I'd like to start with a general look into some of the questions surrounding student political action, such as motivations, methods and behavior of these organizations. I'd like to start this with some commentary by Paul Loeb. In his book, "Generations at the Crossroads: Apathy and Action on The American Campus" Loeb writes, what can best be summarized as a sociological look at student political action in the early 1990s. He sees politically apathetic students, and tries to explain why they became so; he then turns to politically active students, and tries to find what made them so. As a side note, Loeb's politically active subjects are exclusively progressive, and his non-active examples are at times highly conservative. I am unsure if this is because ideology creates some kind of selection bias within the population of politically active students, or if Loeb's anecdotal format creates an unintended reflection his own political beliefs. (For the record, I suspect it is the latter).

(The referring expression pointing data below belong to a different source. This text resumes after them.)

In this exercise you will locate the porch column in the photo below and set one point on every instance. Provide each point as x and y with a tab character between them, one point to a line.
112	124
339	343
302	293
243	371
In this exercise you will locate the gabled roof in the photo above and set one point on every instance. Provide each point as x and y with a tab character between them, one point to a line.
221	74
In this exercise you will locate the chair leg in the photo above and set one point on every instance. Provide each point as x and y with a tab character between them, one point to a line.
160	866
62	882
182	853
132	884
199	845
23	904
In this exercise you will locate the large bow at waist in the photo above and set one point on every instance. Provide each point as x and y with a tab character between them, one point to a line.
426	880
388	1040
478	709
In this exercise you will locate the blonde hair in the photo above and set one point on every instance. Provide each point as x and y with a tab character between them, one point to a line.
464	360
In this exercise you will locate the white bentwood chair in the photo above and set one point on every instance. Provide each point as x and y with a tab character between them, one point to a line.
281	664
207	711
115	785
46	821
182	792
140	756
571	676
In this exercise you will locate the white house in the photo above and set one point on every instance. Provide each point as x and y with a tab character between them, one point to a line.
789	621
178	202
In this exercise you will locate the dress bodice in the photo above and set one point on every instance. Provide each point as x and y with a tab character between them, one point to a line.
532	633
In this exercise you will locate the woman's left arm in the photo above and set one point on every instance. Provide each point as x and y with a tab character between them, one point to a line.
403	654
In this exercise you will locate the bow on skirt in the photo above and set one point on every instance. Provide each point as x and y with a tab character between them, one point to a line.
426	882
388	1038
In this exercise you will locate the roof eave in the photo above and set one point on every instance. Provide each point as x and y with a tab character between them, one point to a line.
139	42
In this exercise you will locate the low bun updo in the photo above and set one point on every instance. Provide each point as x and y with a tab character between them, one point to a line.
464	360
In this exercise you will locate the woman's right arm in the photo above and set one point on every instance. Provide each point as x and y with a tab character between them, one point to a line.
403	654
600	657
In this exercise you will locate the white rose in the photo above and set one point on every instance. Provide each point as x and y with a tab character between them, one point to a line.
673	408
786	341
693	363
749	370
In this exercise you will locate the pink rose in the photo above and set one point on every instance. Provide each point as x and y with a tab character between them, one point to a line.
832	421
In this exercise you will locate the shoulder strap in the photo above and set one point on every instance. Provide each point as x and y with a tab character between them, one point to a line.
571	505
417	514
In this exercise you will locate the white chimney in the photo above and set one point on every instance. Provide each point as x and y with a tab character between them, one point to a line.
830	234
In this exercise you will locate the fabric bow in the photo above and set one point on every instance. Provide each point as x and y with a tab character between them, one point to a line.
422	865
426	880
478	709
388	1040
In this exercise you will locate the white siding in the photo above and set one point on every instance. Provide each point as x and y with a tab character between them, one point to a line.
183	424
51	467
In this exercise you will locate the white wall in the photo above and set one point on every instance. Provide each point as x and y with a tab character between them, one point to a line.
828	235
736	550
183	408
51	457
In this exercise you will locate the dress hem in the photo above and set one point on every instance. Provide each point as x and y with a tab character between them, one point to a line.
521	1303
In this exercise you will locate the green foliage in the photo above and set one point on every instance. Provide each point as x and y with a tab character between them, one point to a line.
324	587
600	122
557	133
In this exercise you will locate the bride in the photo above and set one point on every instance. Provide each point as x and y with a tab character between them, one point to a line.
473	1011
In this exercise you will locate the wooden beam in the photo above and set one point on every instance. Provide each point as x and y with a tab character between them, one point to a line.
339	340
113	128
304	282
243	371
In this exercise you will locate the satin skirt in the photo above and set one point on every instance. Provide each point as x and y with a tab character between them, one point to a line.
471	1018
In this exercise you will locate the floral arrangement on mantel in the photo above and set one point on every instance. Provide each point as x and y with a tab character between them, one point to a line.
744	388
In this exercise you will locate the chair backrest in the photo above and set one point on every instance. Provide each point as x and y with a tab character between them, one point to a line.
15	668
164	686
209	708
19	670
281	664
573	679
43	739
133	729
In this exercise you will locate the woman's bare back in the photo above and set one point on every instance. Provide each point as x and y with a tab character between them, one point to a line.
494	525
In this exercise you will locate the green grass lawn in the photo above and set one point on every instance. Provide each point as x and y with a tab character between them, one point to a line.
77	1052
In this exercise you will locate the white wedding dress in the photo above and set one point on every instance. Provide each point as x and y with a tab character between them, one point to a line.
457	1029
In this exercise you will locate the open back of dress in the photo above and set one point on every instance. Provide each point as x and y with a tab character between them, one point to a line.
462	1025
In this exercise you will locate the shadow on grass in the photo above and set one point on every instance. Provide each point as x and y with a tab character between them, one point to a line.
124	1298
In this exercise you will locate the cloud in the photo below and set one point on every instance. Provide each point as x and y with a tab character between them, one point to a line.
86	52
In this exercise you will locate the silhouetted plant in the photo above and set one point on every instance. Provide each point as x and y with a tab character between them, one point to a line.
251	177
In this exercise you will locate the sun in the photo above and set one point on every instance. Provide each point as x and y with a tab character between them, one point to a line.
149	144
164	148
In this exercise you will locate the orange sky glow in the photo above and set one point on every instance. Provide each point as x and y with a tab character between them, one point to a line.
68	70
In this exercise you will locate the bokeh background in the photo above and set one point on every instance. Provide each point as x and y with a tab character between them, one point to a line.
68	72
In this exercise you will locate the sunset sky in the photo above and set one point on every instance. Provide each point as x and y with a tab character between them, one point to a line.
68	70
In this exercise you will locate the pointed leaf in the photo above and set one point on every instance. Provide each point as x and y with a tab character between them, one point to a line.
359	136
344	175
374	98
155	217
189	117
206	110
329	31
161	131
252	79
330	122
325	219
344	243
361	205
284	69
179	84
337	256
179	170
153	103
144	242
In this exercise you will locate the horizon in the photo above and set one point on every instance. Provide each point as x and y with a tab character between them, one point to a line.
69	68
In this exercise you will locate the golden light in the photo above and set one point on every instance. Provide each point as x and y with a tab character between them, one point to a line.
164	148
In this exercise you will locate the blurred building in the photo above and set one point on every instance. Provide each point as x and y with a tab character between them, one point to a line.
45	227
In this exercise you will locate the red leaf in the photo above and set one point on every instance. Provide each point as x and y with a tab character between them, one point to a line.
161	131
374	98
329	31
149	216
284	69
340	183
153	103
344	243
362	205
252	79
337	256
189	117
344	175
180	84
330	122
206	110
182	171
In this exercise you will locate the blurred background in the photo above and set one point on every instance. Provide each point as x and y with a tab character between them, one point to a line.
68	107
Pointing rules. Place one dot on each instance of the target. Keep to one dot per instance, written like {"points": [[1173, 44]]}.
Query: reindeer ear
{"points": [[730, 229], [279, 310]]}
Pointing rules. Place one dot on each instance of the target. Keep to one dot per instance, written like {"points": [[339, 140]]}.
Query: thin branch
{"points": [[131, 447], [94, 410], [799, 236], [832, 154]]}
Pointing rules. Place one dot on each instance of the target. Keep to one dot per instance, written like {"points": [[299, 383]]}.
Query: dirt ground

In any case, Loeb explains how politically active students often start out in non-political/non-partisan service activities. Working at a soup kitchen, helping the regional food bank or volunteering has a big brother/sister are common activities of the college-aspirant high school senior. Loeb traces the exposure to poverty as catalyst for a deeper political awareness. The process starts when student volunteers observe and (attempting to alleviate poverty) through service work. This leads to a general questioning of why such a prosperous nation like America allows its' poor to hungry or homeless, and requires altruistic people to create the support network that the hungry and the homeless use to survive. But, Loeb points out, that "to grapple with the root causes of social ills, service participants need context where they can gain critical perspective on their experience." (244). This is why the college setting is so important.

This is a key component to organizations that use a campus organizer. Employed full time, campus organizers will work on a college campus to essentially get students to execute the end goals of the organizational work, with the exchange of skills training and involvement in the constructions of the organizational work itself. But what makes the organizer beneficial for both individual students and campus' as a whole; as organizers help guide students with the context Loeb mentioned.

People go through a lot during college, especially traditional students. The combination of intellectual growth with social and emotional development is tumultuous at the least. What makes organizations that use campus organizers, like PIRG, so effective is that the organizer is able to build individual relationships with the students it's trying to recruit.